The sky flamed blood. Beneath the broken clouds,
above the broken waves it dips in rings
and rides of wind and color, trusting in
the frailty of divinely crafted wings.
It took the flight toward broken skies and knew
the truth transcending all, and still more bright:
love spun the world with bare and broken joy,
and held it yet, in warm and gentle light.


IMG_0621 (2)Gloria Kurtz finds joy expressed best in teaching first and second grade, and delights in writing the poetry of life found cupped in the beauty of her upstate NY home.
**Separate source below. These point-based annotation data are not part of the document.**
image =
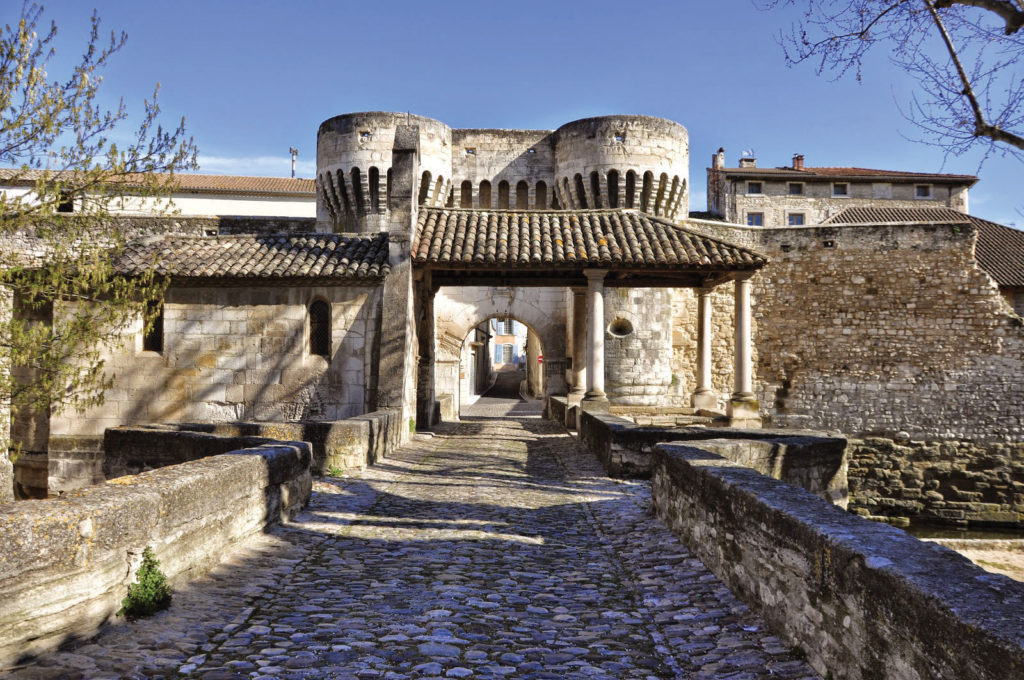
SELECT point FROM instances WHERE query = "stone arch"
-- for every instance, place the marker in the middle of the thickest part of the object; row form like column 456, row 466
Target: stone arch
column 459, row 309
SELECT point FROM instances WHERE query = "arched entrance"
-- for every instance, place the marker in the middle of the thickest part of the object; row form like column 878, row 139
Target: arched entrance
column 463, row 346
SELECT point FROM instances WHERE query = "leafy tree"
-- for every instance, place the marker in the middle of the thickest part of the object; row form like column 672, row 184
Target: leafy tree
column 966, row 55
column 59, row 235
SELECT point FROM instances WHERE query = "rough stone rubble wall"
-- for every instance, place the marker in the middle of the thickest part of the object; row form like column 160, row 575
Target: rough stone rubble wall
column 863, row 600
column 872, row 330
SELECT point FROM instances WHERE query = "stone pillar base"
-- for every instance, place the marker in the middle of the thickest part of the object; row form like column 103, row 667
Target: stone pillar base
column 743, row 412
column 705, row 399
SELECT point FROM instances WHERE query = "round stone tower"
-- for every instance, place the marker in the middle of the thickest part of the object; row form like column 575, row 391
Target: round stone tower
column 353, row 162
column 641, row 163
column 624, row 162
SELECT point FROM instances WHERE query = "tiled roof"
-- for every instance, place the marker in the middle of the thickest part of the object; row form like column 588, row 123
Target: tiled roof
column 570, row 240
column 882, row 215
column 848, row 173
column 303, row 256
column 1000, row 252
column 195, row 182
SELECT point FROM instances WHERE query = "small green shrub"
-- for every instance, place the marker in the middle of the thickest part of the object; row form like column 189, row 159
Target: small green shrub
column 150, row 593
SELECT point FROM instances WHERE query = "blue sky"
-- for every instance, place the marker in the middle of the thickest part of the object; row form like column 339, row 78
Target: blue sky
column 254, row 78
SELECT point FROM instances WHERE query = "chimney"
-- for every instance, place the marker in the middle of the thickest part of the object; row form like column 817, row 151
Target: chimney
column 718, row 160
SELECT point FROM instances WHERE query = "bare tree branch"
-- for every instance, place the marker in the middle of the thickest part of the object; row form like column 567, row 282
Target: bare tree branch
column 1010, row 11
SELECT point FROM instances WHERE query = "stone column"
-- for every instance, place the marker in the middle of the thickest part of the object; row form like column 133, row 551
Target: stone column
column 595, row 336
column 704, row 395
column 743, row 409
column 578, row 331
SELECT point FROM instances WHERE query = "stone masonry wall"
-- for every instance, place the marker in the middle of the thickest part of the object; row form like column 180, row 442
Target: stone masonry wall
column 887, row 330
column 638, row 363
column 881, row 330
column 938, row 481
column 229, row 353
column 863, row 600
column 684, row 342
column 68, row 561
column 240, row 353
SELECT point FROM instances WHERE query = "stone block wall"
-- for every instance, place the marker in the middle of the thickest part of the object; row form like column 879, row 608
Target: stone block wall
column 68, row 561
column 863, row 600
column 638, row 363
column 346, row 444
column 238, row 353
column 813, row 461
column 876, row 331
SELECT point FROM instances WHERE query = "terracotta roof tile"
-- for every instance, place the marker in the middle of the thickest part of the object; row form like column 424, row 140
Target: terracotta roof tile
column 570, row 240
column 883, row 215
column 299, row 256
column 849, row 173
column 1000, row 252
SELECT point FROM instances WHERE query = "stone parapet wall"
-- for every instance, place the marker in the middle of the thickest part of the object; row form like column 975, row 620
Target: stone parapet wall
column 68, row 561
column 345, row 444
column 864, row 601
column 938, row 481
column 810, row 460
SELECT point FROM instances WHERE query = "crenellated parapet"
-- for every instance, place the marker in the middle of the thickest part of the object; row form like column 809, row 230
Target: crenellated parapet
column 624, row 162
column 634, row 162
column 353, row 167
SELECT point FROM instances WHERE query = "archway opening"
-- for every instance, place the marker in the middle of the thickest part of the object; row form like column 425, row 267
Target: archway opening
column 502, row 358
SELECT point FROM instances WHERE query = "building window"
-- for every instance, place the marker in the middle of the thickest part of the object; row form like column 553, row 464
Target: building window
column 320, row 329
column 153, row 332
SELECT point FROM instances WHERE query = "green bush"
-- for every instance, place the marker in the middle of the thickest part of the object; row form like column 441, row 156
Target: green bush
column 150, row 593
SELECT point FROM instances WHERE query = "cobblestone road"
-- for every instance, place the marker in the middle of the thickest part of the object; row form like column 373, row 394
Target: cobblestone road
column 495, row 548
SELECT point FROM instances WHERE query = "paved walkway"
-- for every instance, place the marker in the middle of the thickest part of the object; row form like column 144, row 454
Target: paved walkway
column 495, row 548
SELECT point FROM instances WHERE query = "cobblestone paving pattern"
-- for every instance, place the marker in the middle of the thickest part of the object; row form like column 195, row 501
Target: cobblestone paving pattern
column 495, row 548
Photography by Kenneth Godoy

Ethan Eshleman: Open My Hands

I cling to my life,
though I desire open hands.
Take my will from my hands,
peel my fingers gently open
if you must, and lay it on the rock
to be broken. The rock
where One before me knelt
and broke himself upon it,
leaving blood, a silent witness
of the cosmic fight and the
death of One man’s rights.

One was led silently to his
slaughter, to the death of his
Deity. And must I be dragged
kicking and screaming to watch
a comfort crucified?


IMG_9156-2.jpgEthan Eshleman is excited that he gets to marry the girl he loves, he thrives on action, is partially introverted and he attempts to express feelings, longings, and experiences by writing poetry.


Photography by Kenneth Godoy

Ayana Otto: They say when it rains

They say when it rains the sky cries—
is there further grief?
one that passes— stifles— tears?
Clods in the corn fields
baked into rocks;
rocks broken— powdery dust.
And still, the wind blows dry.
Bans on fire, languishing earth . . .
Death beneath the sadness of the sky.

Tears finally came—
great torrents of rain—
washing the worrisome dust.

And as the sky cried,
my brother and I
danced with a joy that was just—
well, just too full
and too gleeful
to be coherent.

We ran.
raised our hands.
praised God.
and laughed.
That day the sky’s sadness
gave way to gladness—
gladness that came out in tears.


PWTC App PicBAyana would love to invent a 27-hour day, but is far too busy maxing out her allotted 24-hours—often with a book of some sort.